プロ2年目の背番号51は寡黙なままでも強烈なインパクトを周囲に与え続けていた。アレン、山崎隆造、西田真二、音重鎮…。27歳の音以外、外野の主力はみな30代。「あいさつしないから先輩に一発やられた」とか「前田のバットがいつの間にかなくなっていた」というような話まで耳にした。ただ前田本人が黙っていたから真偽のほどは定かでなかった。

 

前田はそのあともあまりしゃべらず、松井の鼻歌だけが車内に響いた。ふと気がつくと車はもう広島市街地を駆け抜け三篠寮のすぐそばまで来ていた。

 

 

それから数日後、報道陣が広島市民球場の狭い一室に集められた。神妙な面持ちで報道陣を見回したあと話始めた大下剛史ヘッドコーチの声が時折震えた。4月に登録を抹消された津田恒実が水頭症のため、広島市内の病院に入院したのだという。

 

「ダブルストッパー構想」を軸にV奪回を掲げる山本カープは路線変更を強いられた。
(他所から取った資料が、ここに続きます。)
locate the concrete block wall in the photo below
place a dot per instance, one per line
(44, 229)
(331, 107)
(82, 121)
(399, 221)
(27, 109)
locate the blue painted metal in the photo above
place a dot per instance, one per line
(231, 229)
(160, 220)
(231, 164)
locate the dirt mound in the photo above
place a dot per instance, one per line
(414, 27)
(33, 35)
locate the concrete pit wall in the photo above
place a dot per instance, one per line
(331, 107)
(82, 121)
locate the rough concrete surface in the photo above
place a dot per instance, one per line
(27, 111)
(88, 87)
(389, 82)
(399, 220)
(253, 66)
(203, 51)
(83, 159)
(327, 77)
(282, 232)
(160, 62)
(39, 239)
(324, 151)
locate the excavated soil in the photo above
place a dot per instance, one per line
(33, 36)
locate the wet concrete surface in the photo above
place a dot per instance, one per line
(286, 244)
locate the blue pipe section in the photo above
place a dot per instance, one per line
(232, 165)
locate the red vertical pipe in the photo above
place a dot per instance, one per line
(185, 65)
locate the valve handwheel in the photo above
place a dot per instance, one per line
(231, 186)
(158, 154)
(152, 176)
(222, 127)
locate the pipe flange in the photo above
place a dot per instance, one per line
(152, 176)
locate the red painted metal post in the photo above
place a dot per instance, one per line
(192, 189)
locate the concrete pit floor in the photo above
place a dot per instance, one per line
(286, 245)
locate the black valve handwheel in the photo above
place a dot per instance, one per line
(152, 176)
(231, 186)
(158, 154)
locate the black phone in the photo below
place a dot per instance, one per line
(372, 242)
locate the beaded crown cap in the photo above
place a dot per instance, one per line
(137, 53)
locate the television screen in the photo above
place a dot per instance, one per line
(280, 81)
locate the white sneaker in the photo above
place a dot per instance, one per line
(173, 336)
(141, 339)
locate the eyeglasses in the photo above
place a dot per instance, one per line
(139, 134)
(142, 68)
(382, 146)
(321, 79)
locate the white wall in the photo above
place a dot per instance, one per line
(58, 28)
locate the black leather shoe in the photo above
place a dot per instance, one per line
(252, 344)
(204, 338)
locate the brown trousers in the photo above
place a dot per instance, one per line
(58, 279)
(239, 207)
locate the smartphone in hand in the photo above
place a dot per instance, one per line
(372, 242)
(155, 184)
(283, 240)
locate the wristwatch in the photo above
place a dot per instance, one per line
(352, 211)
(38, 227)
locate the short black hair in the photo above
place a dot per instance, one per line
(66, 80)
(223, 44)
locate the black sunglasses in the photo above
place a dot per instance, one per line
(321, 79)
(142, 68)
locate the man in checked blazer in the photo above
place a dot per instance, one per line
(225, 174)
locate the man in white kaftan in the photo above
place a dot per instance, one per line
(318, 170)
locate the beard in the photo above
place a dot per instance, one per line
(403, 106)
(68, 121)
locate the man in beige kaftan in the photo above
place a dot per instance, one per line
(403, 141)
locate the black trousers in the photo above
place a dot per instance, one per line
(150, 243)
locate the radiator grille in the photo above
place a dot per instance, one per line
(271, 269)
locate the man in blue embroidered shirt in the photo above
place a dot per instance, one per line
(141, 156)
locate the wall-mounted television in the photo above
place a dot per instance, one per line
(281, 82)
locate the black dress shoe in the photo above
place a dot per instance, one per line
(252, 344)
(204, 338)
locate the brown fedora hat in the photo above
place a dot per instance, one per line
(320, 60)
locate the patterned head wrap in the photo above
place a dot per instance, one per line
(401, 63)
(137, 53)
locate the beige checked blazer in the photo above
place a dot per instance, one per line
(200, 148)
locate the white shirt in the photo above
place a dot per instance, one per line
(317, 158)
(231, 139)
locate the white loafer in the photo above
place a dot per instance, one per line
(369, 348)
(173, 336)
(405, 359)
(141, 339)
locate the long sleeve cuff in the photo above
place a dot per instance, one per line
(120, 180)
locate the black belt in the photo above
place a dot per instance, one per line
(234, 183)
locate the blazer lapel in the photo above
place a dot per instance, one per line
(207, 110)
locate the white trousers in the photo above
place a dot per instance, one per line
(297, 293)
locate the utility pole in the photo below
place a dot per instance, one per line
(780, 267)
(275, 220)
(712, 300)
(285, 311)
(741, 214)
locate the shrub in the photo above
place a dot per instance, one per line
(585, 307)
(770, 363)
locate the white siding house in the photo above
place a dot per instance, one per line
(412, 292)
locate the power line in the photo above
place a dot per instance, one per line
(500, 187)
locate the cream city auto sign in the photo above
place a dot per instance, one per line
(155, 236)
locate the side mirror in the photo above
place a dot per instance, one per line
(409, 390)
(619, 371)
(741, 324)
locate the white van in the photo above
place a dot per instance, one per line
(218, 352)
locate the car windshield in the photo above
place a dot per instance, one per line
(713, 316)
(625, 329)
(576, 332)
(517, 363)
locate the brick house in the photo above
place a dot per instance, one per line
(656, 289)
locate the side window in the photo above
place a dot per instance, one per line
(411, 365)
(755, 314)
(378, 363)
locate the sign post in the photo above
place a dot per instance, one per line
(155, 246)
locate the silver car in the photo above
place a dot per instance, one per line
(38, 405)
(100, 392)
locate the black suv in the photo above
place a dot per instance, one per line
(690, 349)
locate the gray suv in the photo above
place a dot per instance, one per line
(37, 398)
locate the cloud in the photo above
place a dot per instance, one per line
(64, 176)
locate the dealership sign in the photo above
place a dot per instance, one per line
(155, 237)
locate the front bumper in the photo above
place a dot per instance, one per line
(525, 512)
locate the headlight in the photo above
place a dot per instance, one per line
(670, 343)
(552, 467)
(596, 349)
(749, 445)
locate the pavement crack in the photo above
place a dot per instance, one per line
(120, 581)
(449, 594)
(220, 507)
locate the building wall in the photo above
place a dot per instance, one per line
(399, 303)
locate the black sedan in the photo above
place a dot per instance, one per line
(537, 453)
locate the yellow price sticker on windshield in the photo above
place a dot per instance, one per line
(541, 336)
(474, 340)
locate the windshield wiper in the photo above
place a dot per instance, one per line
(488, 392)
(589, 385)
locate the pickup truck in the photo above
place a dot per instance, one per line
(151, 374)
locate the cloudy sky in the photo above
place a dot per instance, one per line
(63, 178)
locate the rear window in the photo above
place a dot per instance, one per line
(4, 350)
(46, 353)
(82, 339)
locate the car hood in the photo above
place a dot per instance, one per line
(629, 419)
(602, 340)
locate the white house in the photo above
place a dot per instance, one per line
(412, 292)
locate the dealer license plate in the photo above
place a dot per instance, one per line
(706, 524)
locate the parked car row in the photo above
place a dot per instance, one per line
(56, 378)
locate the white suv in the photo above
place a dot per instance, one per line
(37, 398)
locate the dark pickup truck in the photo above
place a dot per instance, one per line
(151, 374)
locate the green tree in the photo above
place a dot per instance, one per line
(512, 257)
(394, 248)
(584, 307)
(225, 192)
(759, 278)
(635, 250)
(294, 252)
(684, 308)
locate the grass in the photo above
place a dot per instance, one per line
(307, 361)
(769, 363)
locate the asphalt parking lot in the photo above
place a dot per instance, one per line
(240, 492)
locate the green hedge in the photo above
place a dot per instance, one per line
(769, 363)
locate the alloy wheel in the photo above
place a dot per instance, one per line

「一緒に戦えない津田のためにも…」心をひとつにしたナインと首脳陣は、大野豊を守護神に据えるなど、投手力を前面に押し出して5月11日には首位に浮上した。

 

この試合で先制適時打したのは3年目の江藤智だった。開幕から七番サードに固定されて、4月だけでチーム最多の4ホーマーを放った。同じく一番センターを打つ前田との若ゴイコンビに注目が集まっていた。

 

チームは1カ月後に首位から転落したが、その3か月後の9月10日には再び首位に返り咲き、そのまま5年ぶりのリーグ制覇を成し遂げた。広島市民球場であったビールかけの中心には若きチームリーダー、野村謙二郎がいた。3年後にアジア大会開催を控える広島の街は活気に溢れ、カープV6の喜びにいっそう沸いた。

 

 

足の指先が痛くなるほどの冷え込みになってきた。西武球場に隣接するレストランでは担々麺などの温かいメニューがよく出ていた。1991年10月27日、3勝3敗で迎えた西武との日本シリーズ第7戦。グラウンドではすでに西武の練習が始まっていた。

 

オレステス・デストラーデひとりでも破壊力抜群…。しかし秋山幸二、そして清原和博とあとで打ちに出てくる選手ほどそのスイング軌道が大きく見えた。巨人を倒し前年度日本一になった森西武に「逆王手」をかけられた山本カープは、この日も前田を七番センターに据えるオーダーでこの大一番に臨んだ。

 

前田は日本シリーズ6戦すべてにフルイニング出場していたが、シリーズ通算打率は1割2分5厘に止まっていた。山本浩二監督と大下ヘッドはもう最初から腹を括っていたのだろう。ただ、レギュラーシーズンで打率2割7分1厘を残し、ゴールデングラブ賞にも選ばれた20歳の若武者にとっては、もうこれ以上ないほどの重圧と試練だったに違いない。